I'm a 34-year-old single mum with a 15-year-old who attends a private school. I earn $80,000-plus a year and receive child maintenance of $650 a fortnight and a government payment of $135 a fortnight, which will end once my teenager turns 18. I have no credit cards or loans.
I sold the family home in 2021 and placed my profit from the sale into a savings account.
My belongings are in storage at a cost of $640 a month and I pay $320 a week in rent. I own two cars, have $540,000 in savings, $23,000 invested in shares and $22,000 in superannuation.
I'm struggling with deciding on where to invest my money and how to plan for my future.
I'm wondering if I should buy a small property outright or purchase a more expensive home in a more sought-after area with a mortgage. I'm saving around $1000 a fortnight.
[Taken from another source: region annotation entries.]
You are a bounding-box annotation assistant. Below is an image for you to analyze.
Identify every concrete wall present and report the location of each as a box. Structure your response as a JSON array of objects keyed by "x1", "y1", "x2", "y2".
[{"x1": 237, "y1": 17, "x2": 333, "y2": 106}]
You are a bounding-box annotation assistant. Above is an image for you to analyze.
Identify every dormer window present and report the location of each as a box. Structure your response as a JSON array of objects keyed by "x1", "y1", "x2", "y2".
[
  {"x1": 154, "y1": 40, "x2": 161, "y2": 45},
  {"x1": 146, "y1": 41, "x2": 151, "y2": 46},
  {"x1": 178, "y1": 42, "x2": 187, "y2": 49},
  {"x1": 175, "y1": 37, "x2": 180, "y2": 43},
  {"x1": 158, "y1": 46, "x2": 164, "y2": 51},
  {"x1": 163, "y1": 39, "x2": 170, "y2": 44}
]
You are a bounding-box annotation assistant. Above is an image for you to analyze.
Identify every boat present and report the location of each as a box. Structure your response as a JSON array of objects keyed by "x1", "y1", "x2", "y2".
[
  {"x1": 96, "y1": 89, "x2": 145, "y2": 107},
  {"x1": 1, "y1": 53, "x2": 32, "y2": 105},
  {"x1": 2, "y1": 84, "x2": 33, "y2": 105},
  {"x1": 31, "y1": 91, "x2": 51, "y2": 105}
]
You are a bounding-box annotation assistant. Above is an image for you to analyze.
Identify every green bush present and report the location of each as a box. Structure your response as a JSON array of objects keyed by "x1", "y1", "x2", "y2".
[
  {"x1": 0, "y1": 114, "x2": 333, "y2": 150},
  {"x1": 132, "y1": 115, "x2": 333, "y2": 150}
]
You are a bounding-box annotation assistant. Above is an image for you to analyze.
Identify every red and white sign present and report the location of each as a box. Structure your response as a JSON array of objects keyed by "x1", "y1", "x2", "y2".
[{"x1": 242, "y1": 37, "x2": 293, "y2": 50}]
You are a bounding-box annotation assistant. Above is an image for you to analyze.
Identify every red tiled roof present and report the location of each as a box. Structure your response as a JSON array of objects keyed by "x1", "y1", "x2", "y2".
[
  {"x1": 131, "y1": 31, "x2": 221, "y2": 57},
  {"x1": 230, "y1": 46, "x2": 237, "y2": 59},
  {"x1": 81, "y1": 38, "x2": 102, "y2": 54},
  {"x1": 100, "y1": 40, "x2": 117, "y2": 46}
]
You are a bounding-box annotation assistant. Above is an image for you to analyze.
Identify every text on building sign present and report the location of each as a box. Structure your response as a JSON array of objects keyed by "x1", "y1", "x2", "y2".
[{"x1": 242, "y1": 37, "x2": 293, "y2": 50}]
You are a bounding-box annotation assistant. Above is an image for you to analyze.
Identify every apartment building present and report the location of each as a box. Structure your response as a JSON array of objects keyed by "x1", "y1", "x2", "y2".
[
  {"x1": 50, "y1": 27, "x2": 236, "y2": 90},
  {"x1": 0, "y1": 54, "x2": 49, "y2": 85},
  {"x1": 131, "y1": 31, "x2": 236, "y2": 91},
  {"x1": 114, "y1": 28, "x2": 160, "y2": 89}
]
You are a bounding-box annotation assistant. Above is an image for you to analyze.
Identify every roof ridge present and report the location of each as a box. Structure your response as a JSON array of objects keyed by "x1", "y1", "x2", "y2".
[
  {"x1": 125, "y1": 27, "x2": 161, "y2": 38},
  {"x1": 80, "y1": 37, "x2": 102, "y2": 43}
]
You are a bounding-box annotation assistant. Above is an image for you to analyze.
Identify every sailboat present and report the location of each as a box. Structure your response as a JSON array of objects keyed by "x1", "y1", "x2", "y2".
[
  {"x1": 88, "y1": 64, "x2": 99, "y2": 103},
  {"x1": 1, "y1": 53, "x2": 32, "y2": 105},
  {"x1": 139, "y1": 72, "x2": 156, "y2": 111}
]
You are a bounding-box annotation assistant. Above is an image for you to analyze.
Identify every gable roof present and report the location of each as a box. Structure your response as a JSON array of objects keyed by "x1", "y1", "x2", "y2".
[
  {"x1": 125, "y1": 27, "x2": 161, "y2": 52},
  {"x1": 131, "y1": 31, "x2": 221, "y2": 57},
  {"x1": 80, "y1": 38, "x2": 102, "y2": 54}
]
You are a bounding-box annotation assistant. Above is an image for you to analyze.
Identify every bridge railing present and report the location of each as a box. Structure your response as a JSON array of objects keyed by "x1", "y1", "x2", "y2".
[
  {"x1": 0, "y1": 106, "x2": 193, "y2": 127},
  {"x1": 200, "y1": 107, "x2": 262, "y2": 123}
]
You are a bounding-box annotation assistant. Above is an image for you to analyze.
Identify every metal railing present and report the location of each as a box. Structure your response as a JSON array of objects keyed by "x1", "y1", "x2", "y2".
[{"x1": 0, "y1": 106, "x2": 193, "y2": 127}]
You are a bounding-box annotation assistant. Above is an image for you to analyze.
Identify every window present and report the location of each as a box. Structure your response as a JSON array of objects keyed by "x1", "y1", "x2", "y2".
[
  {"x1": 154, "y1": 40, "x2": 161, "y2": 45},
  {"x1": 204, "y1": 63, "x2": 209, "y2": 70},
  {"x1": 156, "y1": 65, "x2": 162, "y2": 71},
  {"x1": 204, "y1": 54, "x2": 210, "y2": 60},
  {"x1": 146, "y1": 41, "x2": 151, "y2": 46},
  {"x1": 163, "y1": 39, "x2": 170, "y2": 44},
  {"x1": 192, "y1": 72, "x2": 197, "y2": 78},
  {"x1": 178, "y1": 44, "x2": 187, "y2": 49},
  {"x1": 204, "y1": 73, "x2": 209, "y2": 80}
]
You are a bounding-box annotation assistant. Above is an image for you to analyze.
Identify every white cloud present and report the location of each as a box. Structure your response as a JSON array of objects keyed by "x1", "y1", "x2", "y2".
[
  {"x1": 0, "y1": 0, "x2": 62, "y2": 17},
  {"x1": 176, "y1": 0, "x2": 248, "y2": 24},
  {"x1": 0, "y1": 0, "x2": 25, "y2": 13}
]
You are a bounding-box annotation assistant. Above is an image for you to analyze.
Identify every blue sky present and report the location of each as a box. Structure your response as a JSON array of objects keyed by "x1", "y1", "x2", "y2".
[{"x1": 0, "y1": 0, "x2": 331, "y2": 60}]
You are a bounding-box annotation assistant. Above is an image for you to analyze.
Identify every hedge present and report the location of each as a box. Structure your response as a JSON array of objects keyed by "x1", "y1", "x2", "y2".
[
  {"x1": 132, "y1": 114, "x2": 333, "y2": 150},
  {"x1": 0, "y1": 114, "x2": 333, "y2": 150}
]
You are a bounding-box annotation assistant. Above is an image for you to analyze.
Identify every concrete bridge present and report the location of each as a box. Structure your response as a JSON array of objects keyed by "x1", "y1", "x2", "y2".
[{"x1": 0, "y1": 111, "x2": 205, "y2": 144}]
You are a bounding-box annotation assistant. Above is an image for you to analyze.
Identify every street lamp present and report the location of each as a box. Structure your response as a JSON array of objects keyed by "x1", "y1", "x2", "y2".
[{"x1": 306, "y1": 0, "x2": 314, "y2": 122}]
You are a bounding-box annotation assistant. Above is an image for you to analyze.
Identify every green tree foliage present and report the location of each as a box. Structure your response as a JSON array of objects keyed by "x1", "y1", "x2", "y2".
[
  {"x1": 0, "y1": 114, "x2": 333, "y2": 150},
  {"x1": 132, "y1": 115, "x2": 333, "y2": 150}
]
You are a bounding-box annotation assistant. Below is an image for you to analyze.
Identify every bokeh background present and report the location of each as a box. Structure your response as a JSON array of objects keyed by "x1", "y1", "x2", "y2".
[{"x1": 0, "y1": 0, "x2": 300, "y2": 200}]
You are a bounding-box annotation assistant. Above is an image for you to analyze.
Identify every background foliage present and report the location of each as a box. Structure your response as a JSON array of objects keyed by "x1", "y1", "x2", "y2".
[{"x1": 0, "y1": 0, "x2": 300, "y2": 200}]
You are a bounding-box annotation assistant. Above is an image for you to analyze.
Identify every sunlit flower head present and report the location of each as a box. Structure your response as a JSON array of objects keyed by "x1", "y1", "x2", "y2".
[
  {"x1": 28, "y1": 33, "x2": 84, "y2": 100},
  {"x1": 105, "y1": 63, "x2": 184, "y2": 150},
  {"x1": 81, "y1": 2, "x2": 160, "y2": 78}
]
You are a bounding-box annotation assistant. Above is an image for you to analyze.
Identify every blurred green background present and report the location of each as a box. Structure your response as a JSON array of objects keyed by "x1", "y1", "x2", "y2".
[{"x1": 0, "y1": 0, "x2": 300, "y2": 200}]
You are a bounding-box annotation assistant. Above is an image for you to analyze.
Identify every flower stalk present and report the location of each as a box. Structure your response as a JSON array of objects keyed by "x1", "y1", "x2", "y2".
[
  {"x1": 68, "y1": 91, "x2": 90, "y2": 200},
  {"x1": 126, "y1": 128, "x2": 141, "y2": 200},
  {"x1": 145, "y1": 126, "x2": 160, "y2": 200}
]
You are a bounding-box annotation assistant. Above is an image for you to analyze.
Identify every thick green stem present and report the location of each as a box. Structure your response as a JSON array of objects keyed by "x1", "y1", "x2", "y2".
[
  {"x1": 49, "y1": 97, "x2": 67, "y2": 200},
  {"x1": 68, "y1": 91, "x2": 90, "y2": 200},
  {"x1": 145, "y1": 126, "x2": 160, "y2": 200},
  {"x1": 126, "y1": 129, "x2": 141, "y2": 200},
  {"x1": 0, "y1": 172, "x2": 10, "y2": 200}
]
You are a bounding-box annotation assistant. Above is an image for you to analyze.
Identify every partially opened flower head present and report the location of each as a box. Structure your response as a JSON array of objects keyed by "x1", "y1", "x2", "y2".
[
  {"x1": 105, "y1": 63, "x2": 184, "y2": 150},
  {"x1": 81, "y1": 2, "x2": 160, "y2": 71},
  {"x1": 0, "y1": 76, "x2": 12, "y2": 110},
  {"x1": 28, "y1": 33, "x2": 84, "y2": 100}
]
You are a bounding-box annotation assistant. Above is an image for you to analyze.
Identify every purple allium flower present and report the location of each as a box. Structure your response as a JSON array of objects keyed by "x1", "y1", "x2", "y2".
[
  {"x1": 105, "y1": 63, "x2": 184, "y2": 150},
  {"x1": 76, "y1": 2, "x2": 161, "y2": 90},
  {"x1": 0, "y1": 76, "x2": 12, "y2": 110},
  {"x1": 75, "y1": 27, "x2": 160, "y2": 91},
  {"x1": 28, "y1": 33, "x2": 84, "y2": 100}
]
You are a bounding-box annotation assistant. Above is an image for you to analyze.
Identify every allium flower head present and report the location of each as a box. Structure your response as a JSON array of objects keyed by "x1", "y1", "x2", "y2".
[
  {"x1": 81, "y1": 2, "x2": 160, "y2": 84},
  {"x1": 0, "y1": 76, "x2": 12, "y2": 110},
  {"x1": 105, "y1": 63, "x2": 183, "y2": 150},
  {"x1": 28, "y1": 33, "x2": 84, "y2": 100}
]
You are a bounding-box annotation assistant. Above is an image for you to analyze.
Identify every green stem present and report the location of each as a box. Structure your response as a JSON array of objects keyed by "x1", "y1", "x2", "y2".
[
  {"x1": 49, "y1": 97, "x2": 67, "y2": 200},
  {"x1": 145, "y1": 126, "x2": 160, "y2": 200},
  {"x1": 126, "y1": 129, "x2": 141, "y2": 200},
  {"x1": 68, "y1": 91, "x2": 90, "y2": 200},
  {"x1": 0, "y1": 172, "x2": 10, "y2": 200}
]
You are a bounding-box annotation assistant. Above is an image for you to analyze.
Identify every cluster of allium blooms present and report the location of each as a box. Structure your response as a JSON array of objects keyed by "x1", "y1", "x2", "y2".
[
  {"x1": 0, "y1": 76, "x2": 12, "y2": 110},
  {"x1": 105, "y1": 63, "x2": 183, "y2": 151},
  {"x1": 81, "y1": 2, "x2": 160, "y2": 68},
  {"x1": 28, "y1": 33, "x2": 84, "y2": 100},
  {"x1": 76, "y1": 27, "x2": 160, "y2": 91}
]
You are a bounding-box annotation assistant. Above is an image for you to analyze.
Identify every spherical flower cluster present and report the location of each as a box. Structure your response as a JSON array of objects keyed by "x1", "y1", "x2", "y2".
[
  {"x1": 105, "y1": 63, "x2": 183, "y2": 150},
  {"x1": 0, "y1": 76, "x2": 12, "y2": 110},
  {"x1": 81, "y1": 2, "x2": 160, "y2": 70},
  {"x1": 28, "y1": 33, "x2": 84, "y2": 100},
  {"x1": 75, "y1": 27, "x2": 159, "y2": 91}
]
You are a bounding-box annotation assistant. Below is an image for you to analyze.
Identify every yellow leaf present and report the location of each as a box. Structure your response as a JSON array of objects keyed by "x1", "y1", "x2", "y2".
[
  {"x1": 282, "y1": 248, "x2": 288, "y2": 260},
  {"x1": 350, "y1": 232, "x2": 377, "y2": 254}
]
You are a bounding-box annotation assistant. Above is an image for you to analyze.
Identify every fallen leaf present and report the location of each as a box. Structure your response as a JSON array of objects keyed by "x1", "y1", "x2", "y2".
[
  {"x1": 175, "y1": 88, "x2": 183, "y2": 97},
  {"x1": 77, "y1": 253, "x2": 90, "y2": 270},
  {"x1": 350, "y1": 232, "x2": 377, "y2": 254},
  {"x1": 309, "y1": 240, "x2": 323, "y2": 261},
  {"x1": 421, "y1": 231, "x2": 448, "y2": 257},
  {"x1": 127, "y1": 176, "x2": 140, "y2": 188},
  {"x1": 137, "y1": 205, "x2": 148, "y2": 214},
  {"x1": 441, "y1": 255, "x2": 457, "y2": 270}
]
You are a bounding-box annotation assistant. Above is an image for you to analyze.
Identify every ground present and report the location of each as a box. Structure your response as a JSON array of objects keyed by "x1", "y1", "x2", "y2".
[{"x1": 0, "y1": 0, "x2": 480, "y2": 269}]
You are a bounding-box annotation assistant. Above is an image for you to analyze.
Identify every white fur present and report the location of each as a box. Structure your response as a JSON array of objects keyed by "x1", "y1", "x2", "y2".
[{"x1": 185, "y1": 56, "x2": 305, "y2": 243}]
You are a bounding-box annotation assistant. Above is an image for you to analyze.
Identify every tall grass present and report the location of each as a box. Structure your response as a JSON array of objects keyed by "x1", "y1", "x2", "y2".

Any advice would be so helpful. - Pia
Putting that aside, you are doing really well to save $1000 a fortnight - around $26,000 a year - and after you pay school fees, costs for two cars, rent and all the usual lifestyle costs, it is a really significant amount. Along with your savings, it gives you terrific options.
You are young - at age 34 you have many decades in front of you. So, providing your income comes from a secure job or another secure source, I would argue that owning a home is a great move for you.
Add your rent into your saving capacity, plus the $640 a month for furniture storage, and you have the capacity to fund a pretty good-sized mortgage. So, from what you have told me, if I was in your shoes, I'd be buying a good house in a good suburb that was likely to be my long-term home.
But I don't know a lot about you. Obvious questions that pop into my mind are what are your plans once your child finishes school? What might happen in terms of you having a new partner?
In fact, I have a list of questions I would want to ask you to think about before you bought a new home. The good news is you can earn more than 4% on your savings in a safe term deposit while you ensure your plans are reasonably settled.
So, while I think a good home would provide you somewhere to live with your child and be a good long-term asset for you, my advice would be to think about your medium to long-term plans.
My overriding view, though, is that buying a family home, providing you can comfortably afford the mortgage repayments, is the way to go. If you moved away after your child completed school, you could always rent it.
I have a strong bias towards home ownership. While this must fit with your plans, I feel it is an important goal for you.